In vitro modulation of 17-β-estradiol-induced vitellogenin synthesis: Effects of cytochrome P4501A1 inducing compounds on rainbow trout ( Oncorhynchus mykiss) liver cells

Cytochrome P4501A1 (CYP1A1) induction, particularly in liver, is a useful marker of exposure of fish to polycyclic- and halogenated-aromatic hydrocarbons. However, the relationship between toxicity and CYP1A1 induction in fish is uncertain. Some compounds that induce CYP1A1 are antiestrogenic in mammalian bioassay, and this effect is linked to aryl hydrocarbon (Ah) receptor and/or increased catabolism of 17-β-estradiol. Liver of fish synthesizes estrogen-inducible egg yolk precursor protein vitellogenin (Vg) which is critical for oocyte maturation and ovarian development. To determine if CYP1A1-associated endocrine modulation could occur in fish liver, primary cultures of rainbow trout liver cells were co-administered 17-β-estradiol and CYP1A1 inducing compounds or mixtures. Protein synthesis and enzyme activity of cells were optimal when cultured in a modified HEPES buffered Medium 199 at 15 °C. Vg and albumin (Alb), estimated by ELISA measurement of concentration in the media 48 h after treatment, formed the basis for the test. Equivalent viability (mitochondrial dehydrogenase activity) and secretory functional capacity (Alb synthesis) were estimated and correlated with other results. In descending order, 2,3,4,7,8-pentachlorodibenzofuran (10 −12 to 10 −8 M) > 2,3,7,8- tetrachlorodibenzo-p- dioxin ( TCDD) ≊ 2,3,7,8- tetrachlorodibenzofuran (10 −11 to 10 −8 M) > β- naphthoflavone (10 −7 to 10 −6 M) inhibited Vg synthesis in 17-β-estradiol treated liver cells. Potency of inhibition directly related to strength as an inducer of CYP1A1 protein. At 10 −8 M, PCB congeners 77, 126, 156 did not inhibit Vg synthesis and induced no to moderate levels of CYP1A1 protein or EROD activity.
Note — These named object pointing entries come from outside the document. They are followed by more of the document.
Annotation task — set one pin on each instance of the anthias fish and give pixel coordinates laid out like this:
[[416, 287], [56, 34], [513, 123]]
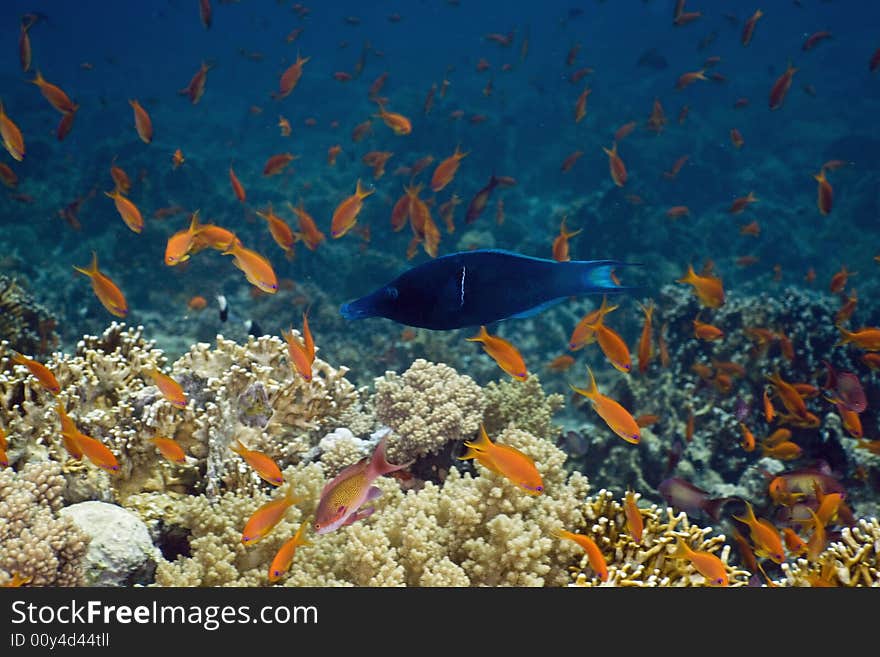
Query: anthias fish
[[479, 287]]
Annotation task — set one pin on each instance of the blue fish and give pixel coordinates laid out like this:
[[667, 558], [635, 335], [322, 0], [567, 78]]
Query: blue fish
[[474, 288]]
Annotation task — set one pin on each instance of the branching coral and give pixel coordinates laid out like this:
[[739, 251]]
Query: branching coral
[[35, 542], [427, 406]]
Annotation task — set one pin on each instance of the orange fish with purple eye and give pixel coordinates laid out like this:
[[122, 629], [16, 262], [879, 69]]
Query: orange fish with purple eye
[[266, 517], [505, 460], [706, 563], [502, 352], [618, 419], [262, 464], [108, 293], [39, 371], [11, 135], [346, 213], [594, 554], [142, 122], [129, 212], [170, 389], [284, 557], [170, 449], [616, 166], [824, 193]]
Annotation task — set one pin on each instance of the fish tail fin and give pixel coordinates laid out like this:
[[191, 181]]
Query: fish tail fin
[[598, 276], [379, 465]]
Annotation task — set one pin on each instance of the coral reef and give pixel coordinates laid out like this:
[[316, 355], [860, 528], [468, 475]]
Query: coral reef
[[426, 407], [36, 542]]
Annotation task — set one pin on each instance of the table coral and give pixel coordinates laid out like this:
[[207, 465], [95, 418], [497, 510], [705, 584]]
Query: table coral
[[35, 541], [426, 407]]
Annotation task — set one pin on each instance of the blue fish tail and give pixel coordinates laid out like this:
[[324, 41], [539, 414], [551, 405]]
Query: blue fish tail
[[595, 276]]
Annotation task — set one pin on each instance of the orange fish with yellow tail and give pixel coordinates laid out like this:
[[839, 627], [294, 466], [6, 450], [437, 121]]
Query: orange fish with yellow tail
[[767, 541], [502, 352], [127, 210], [506, 461], [706, 563], [266, 517], [262, 464], [708, 289], [445, 171], [346, 213], [342, 499], [301, 355], [169, 388], [618, 419], [257, 269], [594, 554], [108, 293], [284, 557], [142, 122]]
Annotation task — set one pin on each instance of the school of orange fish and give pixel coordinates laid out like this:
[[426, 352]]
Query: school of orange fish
[[816, 501]]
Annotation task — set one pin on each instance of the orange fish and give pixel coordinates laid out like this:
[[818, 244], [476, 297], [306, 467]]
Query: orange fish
[[301, 356], [96, 452], [55, 95], [594, 554], [265, 518], [767, 541], [739, 204], [505, 460], [749, 27], [502, 352], [748, 441], [284, 557], [262, 464], [616, 166], [824, 193], [40, 372], [196, 86], [560, 243], [445, 171], [308, 229], [781, 86], [708, 289], [705, 331], [237, 187], [580, 108], [616, 416], [281, 232], [290, 77], [277, 163], [737, 138], [169, 388], [12, 139], [127, 210], [332, 153], [397, 122], [687, 79], [142, 122], [706, 563], [634, 521], [257, 269], [645, 347], [108, 294], [170, 449], [345, 215]]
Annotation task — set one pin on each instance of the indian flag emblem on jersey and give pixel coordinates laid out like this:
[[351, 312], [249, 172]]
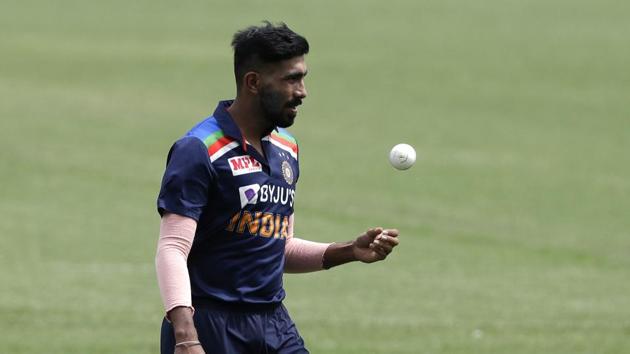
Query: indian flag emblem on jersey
[[287, 172]]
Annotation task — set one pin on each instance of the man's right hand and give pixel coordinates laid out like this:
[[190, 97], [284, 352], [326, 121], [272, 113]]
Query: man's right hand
[[184, 327]]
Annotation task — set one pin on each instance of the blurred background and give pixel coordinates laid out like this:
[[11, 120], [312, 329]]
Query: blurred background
[[514, 221]]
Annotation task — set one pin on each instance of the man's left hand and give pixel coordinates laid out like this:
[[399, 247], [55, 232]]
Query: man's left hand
[[375, 244]]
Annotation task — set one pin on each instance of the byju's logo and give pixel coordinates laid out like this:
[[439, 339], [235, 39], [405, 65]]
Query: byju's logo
[[249, 194], [241, 165]]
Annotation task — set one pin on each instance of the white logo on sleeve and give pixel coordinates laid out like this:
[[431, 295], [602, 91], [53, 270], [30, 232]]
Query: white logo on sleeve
[[241, 165], [249, 194]]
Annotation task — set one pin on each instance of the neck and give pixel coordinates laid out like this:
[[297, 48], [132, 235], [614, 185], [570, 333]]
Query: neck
[[249, 119]]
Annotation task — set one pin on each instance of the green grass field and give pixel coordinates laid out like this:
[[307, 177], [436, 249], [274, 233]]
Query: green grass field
[[515, 220]]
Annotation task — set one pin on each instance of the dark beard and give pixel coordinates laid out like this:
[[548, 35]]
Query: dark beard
[[273, 108]]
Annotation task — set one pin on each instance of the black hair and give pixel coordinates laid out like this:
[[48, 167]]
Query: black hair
[[258, 45]]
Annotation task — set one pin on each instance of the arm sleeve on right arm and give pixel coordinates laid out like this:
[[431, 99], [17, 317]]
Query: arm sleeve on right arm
[[302, 256], [176, 238]]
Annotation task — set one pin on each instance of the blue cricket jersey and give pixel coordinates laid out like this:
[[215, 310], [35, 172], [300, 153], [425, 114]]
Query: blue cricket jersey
[[241, 201]]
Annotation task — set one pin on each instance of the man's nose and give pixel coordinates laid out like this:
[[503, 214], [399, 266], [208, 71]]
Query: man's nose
[[301, 90]]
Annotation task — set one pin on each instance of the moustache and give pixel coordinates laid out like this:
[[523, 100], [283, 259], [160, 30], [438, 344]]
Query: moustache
[[294, 103]]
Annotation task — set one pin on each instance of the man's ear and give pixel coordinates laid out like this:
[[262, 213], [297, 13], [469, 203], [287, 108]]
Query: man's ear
[[251, 81]]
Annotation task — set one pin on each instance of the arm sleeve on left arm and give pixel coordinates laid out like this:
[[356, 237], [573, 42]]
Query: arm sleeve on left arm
[[176, 237], [302, 256]]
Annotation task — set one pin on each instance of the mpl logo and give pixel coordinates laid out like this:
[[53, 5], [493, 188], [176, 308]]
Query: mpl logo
[[241, 165], [249, 194]]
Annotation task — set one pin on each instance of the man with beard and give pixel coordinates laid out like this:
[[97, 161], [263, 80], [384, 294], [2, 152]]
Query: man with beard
[[226, 202]]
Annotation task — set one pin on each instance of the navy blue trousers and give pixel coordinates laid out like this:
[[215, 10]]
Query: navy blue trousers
[[234, 329]]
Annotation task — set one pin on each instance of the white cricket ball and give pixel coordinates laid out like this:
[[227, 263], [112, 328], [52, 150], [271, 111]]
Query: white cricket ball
[[402, 156]]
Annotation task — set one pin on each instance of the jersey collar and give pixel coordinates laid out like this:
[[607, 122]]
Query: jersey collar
[[225, 121]]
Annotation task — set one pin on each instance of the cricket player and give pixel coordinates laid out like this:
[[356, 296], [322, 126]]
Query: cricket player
[[226, 205]]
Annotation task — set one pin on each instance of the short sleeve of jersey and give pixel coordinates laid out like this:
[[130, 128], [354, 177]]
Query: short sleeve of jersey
[[187, 180]]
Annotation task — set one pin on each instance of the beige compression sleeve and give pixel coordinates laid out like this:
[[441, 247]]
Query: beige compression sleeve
[[302, 256], [176, 237]]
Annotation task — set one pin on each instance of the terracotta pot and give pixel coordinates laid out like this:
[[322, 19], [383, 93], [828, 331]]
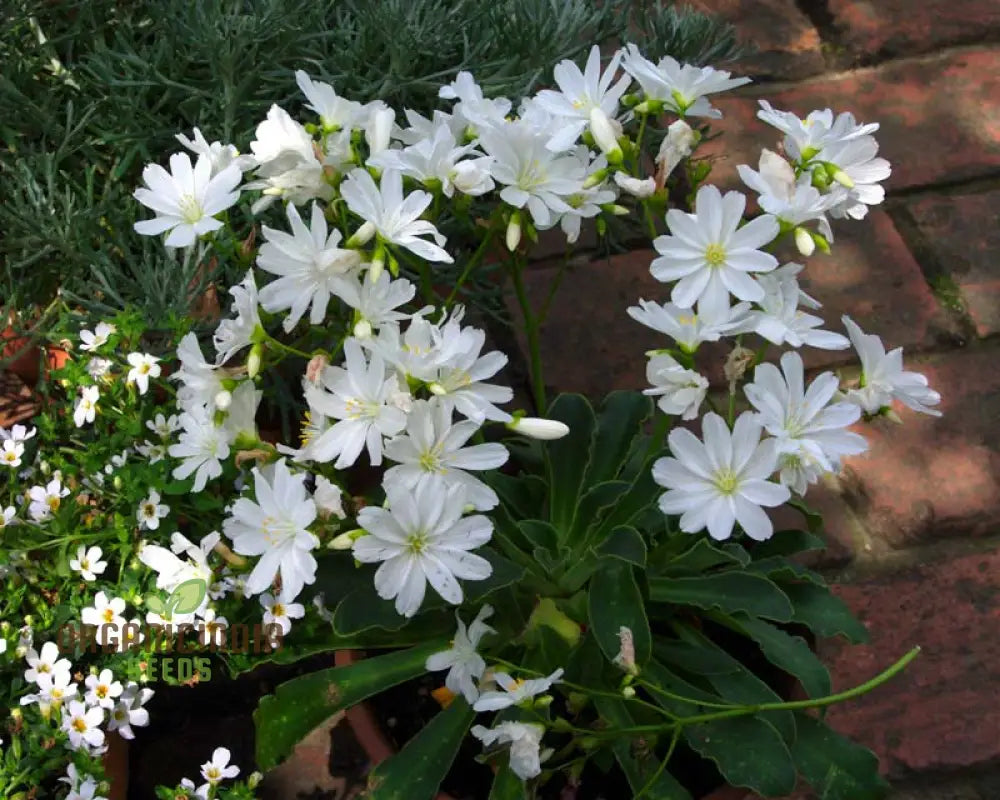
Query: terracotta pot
[[365, 724]]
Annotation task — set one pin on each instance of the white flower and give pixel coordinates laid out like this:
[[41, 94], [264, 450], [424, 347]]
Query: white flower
[[792, 200], [804, 138], [710, 256], [105, 611], [360, 398], [11, 452], [685, 327], [335, 112], [88, 562], [811, 432], [53, 689], [102, 689], [86, 406], [682, 88], [47, 662], [218, 769], [219, 154], [675, 147], [514, 692], [538, 428], [635, 186], [396, 219], [309, 264], [278, 611], [144, 367], [681, 391], [232, 335], [580, 94], [129, 711], [525, 740], [883, 377], [151, 511], [779, 319], [186, 200], [475, 109], [202, 446], [533, 176], [91, 340], [422, 537], [275, 527], [438, 158], [858, 160], [465, 666], [18, 433], [328, 498], [85, 791], [716, 483], [375, 302], [45, 500], [98, 367], [433, 447], [84, 725]]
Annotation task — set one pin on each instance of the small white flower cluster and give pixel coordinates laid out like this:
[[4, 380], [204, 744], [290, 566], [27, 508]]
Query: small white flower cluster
[[105, 702]]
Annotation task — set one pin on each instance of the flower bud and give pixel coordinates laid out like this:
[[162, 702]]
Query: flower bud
[[804, 242], [514, 231], [538, 428], [361, 236], [605, 135]]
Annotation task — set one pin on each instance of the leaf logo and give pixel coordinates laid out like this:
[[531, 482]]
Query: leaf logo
[[186, 598]]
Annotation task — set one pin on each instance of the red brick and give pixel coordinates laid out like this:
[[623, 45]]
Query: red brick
[[904, 27], [943, 711], [962, 234], [940, 116], [934, 477], [780, 39]]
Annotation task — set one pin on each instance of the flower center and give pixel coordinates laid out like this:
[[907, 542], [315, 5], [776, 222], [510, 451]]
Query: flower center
[[715, 255], [726, 481], [190, 208]]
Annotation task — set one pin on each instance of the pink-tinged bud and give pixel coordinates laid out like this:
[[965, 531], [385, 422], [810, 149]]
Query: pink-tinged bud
[[315, 367], [538, 428]]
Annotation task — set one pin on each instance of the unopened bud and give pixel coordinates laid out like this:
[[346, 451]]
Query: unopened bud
[[253, 360], [804, 242], [539, 428], [514, 231]]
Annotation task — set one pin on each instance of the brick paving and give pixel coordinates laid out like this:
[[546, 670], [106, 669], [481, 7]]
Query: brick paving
[[914, 525]]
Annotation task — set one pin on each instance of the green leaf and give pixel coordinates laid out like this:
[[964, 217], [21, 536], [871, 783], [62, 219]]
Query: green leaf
[[748, 752], [823, 612], [730, 592], [299, 705], [566, 459], [837, 768], [416, 771], [187, 597], [790, 653], [507, 786], [700, 557], [505, 573], [638, 769], [620, 421], [615, 601], [625, 543]]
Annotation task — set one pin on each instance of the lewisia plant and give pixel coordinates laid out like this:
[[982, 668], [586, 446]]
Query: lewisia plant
[[600, 596]]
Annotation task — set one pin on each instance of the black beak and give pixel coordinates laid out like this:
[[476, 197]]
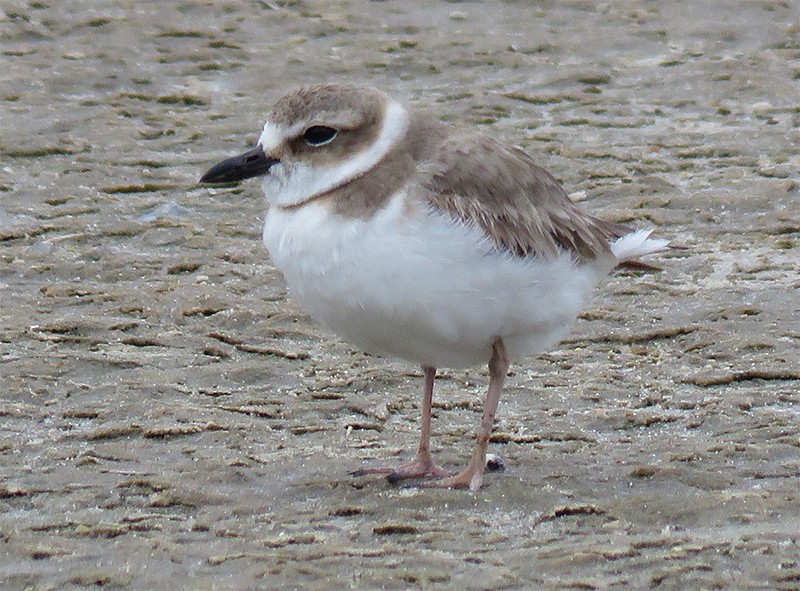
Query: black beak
[[238, 168]]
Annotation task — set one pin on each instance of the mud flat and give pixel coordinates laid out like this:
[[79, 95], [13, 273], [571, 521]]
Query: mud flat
[[171, 421]]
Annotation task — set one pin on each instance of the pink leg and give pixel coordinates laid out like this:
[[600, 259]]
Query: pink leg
[[472, 476], [423, 464]]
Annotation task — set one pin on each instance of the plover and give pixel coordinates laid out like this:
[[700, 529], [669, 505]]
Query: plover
[[413, 238]]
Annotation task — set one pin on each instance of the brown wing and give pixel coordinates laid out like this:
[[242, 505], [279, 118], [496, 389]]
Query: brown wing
[[518, 204]]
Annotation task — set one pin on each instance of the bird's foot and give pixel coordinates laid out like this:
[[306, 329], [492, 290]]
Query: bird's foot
[[417, 468], [471, 479]]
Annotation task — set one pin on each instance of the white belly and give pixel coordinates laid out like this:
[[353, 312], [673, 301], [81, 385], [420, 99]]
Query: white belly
[[413, 284]]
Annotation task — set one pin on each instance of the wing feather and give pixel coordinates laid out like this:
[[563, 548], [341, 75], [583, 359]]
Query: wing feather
[[518, 204]]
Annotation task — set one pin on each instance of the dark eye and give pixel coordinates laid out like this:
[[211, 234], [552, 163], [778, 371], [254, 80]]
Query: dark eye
[[318, 135]]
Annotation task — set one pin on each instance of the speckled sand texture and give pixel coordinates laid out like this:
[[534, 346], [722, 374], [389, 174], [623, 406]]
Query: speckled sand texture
[[169, 420]]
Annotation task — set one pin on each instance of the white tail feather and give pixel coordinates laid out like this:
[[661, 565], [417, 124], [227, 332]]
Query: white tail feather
[[637, 244]]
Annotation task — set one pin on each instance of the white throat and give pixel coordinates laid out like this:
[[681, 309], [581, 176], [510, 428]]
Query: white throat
[[291, 184]]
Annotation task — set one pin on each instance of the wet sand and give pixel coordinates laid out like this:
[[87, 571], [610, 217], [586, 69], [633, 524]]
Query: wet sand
[[170, 420]]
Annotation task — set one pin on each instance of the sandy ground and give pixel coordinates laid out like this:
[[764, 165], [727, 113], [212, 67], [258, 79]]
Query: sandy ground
[[169, 420]]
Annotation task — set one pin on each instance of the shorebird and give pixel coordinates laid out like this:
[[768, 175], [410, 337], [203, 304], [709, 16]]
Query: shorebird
[[417, 239]]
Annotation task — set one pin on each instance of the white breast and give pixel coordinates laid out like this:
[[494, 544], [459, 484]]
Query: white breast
[[414, 284]]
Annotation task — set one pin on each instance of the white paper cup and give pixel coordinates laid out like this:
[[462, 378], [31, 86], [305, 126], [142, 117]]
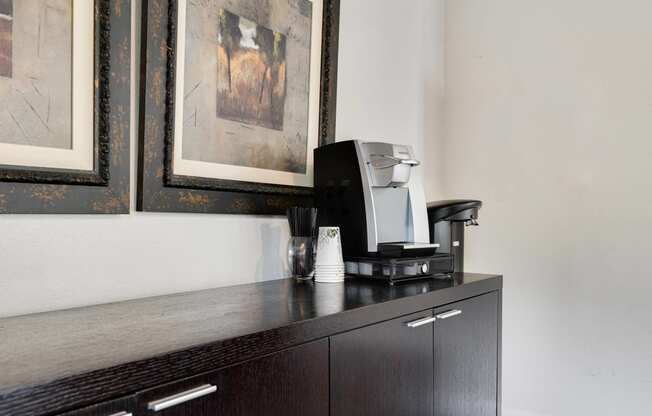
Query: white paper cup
[[329, 247]]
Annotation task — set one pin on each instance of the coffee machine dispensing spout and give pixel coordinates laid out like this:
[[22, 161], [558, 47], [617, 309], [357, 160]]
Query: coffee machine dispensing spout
[[446, 221]]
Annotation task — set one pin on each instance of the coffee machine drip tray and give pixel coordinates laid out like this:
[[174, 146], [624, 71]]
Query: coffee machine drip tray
[[399, 269], [407, 250]]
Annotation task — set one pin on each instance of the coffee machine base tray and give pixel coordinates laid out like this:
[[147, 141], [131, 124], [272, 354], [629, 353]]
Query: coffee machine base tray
[[399, 269]]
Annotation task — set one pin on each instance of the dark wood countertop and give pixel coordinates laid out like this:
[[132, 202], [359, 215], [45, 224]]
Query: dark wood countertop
[[80, 356]]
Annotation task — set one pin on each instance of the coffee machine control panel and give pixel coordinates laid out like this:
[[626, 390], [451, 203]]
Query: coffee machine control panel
[[389, 165]]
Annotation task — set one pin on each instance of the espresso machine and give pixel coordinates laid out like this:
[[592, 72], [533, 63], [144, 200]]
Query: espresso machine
[[370, 191], [447, 221]]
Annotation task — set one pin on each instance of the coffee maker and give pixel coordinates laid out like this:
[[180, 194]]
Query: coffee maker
[[370, 191], [446, 222]]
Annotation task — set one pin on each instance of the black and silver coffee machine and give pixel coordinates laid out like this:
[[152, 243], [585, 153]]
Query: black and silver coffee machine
[[388, 231]]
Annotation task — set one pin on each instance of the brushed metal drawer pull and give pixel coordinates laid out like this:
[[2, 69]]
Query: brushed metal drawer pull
[[181, 397], [449, 314], [421, 321]]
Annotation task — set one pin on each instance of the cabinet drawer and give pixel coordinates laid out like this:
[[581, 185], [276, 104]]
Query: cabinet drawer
[[466, 357], [120, 407], [384, 369], [289, 383]]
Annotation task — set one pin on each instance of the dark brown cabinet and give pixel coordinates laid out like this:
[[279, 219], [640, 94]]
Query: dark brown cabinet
[[289, 383], [120, 407], [384, 369], [428, 348], [466, 357], [446, 366]]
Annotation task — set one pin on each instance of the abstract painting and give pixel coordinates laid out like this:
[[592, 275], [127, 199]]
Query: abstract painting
[[36, 73], [236, 95], [247, 91], [64, 106], [251, 72], [6, 20]]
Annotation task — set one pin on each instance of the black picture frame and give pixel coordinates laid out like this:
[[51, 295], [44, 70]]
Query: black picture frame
[[105, 190], [159, 189]]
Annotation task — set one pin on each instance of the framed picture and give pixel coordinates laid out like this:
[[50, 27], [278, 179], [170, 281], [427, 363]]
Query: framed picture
[[64, 106], [233, 109]]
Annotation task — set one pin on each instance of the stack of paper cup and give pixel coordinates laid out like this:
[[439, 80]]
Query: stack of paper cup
[[329, 264]]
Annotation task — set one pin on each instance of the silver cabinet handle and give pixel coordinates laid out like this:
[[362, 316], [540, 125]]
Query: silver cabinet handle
[[181, 397], [449, 314], [421, 321]]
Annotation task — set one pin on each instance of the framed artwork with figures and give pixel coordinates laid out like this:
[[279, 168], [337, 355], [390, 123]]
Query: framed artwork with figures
[[64, 106], [232, 111]]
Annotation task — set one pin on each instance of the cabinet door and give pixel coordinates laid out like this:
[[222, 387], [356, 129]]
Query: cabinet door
[[384, 369], [466, 357], [289, 383], [118, 407]]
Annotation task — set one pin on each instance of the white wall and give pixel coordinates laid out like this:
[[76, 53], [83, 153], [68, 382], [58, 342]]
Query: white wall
[[549, 122], [391, 77], [53, 262]]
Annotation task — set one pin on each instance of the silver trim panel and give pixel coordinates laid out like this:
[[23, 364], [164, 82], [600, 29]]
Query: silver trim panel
[[182, 397], [449, 314], [421, 321]]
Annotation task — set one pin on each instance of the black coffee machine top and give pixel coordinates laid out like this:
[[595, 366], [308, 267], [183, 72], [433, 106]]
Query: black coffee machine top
[[446, 220]]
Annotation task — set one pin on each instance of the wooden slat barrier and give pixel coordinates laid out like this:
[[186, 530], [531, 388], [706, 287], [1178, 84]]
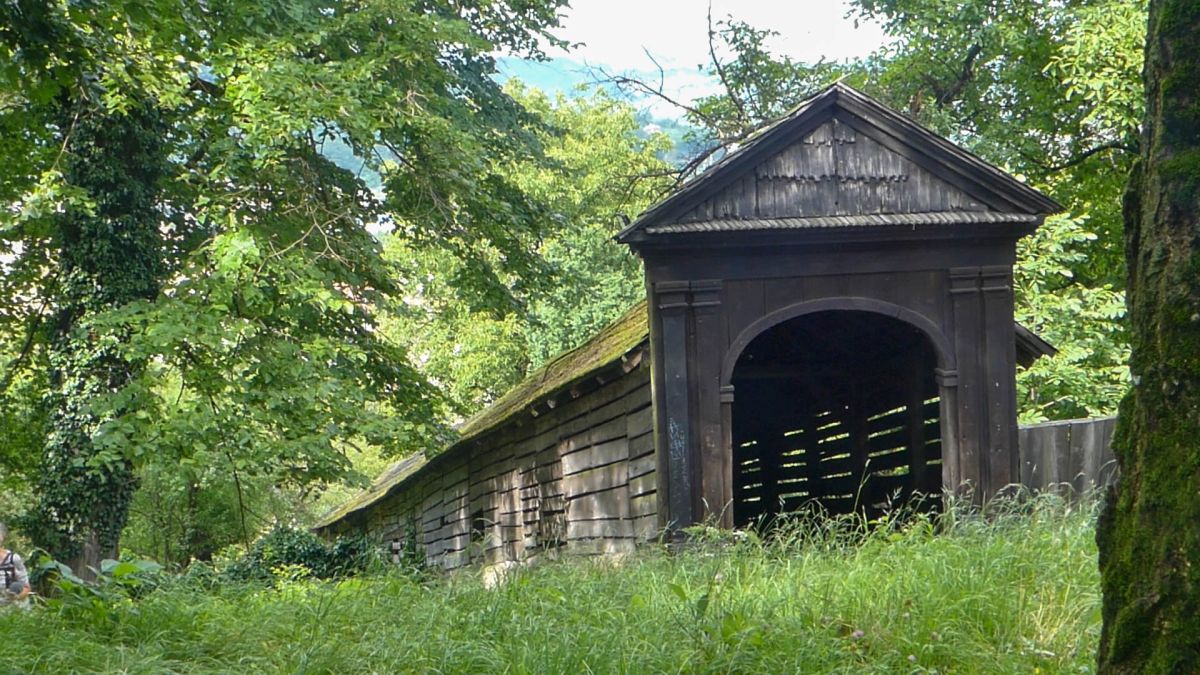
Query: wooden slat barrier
[[1075, 454], [582, 477]]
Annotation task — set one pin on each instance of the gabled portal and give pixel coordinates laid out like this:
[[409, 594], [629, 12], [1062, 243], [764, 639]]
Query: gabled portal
[[832, 318]]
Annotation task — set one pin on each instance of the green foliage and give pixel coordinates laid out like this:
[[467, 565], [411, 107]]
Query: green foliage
[[1089, 375], [199, 280], [600, 166], [292, 554], [1012, 593]]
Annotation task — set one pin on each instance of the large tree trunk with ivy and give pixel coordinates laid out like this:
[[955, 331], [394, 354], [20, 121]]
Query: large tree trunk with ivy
[[111, 254], [1150, 532]]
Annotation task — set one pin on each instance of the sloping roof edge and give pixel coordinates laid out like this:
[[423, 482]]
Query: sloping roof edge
[[867, 220], [972, 168], [607, 347], [610, 346]]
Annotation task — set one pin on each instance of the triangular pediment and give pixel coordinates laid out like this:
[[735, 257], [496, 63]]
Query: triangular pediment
[[834, 171], [843, 159]]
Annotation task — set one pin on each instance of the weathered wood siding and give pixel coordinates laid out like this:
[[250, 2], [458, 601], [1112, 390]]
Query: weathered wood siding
[[579, 478], [1075, 454]]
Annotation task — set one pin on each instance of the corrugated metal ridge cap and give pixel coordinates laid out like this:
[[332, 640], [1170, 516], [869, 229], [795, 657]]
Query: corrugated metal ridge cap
[[865, 220], [607, 346]]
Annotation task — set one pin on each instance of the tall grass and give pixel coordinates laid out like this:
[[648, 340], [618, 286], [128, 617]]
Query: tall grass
[[1015, 592]]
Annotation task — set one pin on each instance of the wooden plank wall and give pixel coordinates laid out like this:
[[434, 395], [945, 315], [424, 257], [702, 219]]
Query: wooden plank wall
[[1074, 454], [577, 478]]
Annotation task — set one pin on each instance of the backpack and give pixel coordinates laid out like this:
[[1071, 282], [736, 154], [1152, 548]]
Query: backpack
[[9, 568]]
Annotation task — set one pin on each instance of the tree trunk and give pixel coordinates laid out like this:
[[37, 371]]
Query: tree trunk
[[108, 256], [1150, 532]]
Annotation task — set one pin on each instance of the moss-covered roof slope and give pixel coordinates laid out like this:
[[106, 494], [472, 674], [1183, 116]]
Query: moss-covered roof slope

At 10 −8 M, congener 114, a weak EROD inducer, potentiated Vg synthesis relative to cells treated with 17-β-estradiol alone. The results of this study increase our understanding of the consequences of hepatic CYP1A1 induction, forewarn of reproductive impairment of sexually maturing fishes exposed to CYP1A1 inducing compounds and argue for further, more detailed in vivo investigation.